Fish-based EFAs increase certain risks.
Studies have found that there is a significant reduction of vitamin E in the liver and plasma when DHA is taken without vitamin E supplementation.1 Not only is there is a close relationship between peroxidation and cardiovascular diseases, but also other diseases including cancers, cataracts, immune system decline, and brain dysfunction.
Therefore, those who take fish oil supplements or whose diets are high in fish are strongly advised to take added vitamin E supplements. This is the main advantage to consuming ALA rather than DHA and EPA from fish. Even high intakes of ALA from plant-based oils do not cause a vitamin E deficiency, but fish oil and other DHA and EPA supplements can.2
The formation and progression of atherosclerosis have been directly linked to lipid peroxidation (the deterioration of the EFAs that cause trans fats). When DHA was used to decrease this risk, DHA was transformed into a promoter of the disease when there was not enough antioxidants present.3
Some researchers are expressing concern that fish oil supplements appear to depress the immune system’s response to infection. Moderate to high intakes of EPA but not of ALA can decrease natural killer (NK) cell activity in healthy subjects.4 Natural killer cells play an important role in defending the body against viral infections. Researchers at Tufts University Human Nutrition Center have determined that fish oil reduces the production of T-cells and other lymphocytes by at least 63 percent and actually use this method to create vitamin E deficiencies in their experiments: “Feeding of fish oil has been a classic method for inducing vitamin E deficiency in laboratory experiments. 5
Another risk factor is aimed at those taking anticoagulants (blood thinners), especially aspirin, warfarin, dalteparin, and enoxaparin. Fish oil tends to intensify blood-thinning effects; and these patients are at a greater risk for bleeding episodes, including internal bleeding. While blood-thinners help prevent heart attacks, they can increase the risk of hemorrhagic stroke. Therefore, those on anticoagulants and those with high blood pressure are advised not to take fish oil supplements.6
Diabetics are at greater risk for heart disease and are now being advised not to use fish oil supplements. Although studies have shown that the supplements lower triglyceride levels, fish oil supplements tend to increase LDL cholesterol, often referred to as the bad cholesterol. The increase was significant, especially in those taking the highest doses.7, 8
Consuming fish oil (or vitamin E) also does not prevent secondary coronary heart disease (subsequent episodes following non-fatal heart attacks or strokes). Researchers did admit that important questions still remain about the benefits of plant sources of EFAs, but they were definite about the promotion of fish oil capsules for the prevention of further episodes.9
- 1Song and Miyazawa. 2001. “Enhanced level of n-3 fatty acid in membrane phospholipids induces lipid peroxidations in rats fed dietary docosahexaenoic acid oil.” Atherosclerosis 155:9-18.

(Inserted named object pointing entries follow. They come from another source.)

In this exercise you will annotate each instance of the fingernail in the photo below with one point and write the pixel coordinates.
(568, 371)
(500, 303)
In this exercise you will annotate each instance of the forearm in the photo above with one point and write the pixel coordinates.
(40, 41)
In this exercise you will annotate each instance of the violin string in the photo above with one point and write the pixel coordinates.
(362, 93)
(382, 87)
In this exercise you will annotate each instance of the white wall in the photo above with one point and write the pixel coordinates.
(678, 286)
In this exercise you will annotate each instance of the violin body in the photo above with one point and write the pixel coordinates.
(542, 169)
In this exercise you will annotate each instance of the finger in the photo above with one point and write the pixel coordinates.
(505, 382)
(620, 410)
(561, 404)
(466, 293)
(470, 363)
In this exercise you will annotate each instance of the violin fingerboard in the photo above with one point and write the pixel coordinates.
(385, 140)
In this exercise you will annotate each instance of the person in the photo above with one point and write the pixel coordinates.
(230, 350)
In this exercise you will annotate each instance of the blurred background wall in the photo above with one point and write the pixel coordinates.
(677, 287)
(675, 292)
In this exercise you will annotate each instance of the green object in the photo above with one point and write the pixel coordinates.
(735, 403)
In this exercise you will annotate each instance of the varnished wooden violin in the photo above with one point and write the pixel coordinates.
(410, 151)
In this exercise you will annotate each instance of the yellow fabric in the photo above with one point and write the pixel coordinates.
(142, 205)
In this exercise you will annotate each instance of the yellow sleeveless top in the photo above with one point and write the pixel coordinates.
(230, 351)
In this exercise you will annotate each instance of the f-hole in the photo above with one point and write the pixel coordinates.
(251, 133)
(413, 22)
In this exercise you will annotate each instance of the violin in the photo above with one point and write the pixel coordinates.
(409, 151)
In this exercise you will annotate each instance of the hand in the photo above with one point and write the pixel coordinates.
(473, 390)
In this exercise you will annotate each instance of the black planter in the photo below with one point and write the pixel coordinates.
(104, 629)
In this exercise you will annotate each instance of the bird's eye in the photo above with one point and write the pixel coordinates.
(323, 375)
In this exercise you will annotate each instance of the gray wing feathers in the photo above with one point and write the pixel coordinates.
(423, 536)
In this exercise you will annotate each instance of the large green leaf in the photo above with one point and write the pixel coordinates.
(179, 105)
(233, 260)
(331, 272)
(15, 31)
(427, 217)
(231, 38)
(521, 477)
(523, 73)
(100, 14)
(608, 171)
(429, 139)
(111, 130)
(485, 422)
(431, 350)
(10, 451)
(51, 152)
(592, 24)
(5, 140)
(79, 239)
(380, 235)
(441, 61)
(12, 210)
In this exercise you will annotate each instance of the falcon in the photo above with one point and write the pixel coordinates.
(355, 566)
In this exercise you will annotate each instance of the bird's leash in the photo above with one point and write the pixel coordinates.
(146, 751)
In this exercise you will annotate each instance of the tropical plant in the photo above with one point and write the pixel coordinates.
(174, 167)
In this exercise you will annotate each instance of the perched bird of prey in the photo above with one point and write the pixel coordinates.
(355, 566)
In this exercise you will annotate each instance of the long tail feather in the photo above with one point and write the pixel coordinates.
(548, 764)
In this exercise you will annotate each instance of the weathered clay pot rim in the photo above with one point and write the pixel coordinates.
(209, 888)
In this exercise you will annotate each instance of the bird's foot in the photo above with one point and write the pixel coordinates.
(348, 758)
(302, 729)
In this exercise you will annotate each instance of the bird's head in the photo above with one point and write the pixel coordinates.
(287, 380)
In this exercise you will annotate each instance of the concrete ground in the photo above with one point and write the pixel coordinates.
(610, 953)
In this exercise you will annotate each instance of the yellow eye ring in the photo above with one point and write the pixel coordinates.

- 2Simopoulos. 2002. “Omega-3 fatty acids in wild plants, nuts, and seeds.” Asia Pacific Journal of Clinical Nutrition.
- 3Song, Fujimoto, and Miyazawa. 2002. “Polyunsaturated (n-3) fatty acids susceptible to peroxidation are increased in plasma and tissue lipids of rats fed docosahexaenoic acid DHA-containing oils.” American Journal of Clinical Nutrition 130:3028-33.
- 4Thies, Caron, Powel, Yagoob, Newsholme, and Calder. 2001. “Dietary supplementation with eiosapentaenoic acid, but not with other long-chain n-3 or n-6 polyunsaturated fatty acids, decreases natural killer cell activity in healthy subjects aged >55 years.” American Journal of Clinical Nutrition 73:539-48.
- 5“Fish oil poses problems, researchers charge – Agricultural Research Human Nutrition Center on Aging at Tufts University; Food and Drug Administration unconvinced of health benefits.” Nutrition Health Review, Spring 1991.
- 6“Fish Oil.” UC Berkeley Wellness Letter, November 2003.
- 7Friedberg, Janssen, Heine, and Grobbee. 1998. “Fish oil and glycemic control in diabetes.” Diabetes Care 21(4):494-500.
- 8Montori, Farmer, Wollan, and Dinneen. 2000. “Fish oil supplementation in type 2 diabetes.” Diabetes Care 23(9):1407-15.
- 9Stone. 2000. “The Gruppo Italiano per lo Studio della Sopravvivenza nell’Infarto Miocardio (GISSI)-Prevenzione Trial on Fish Oil and Vitamin E Supplementation in Myocardial Infarction Survivors.” Current Cardiology Reports 2(5):445-51.
This page was researched in November 2005.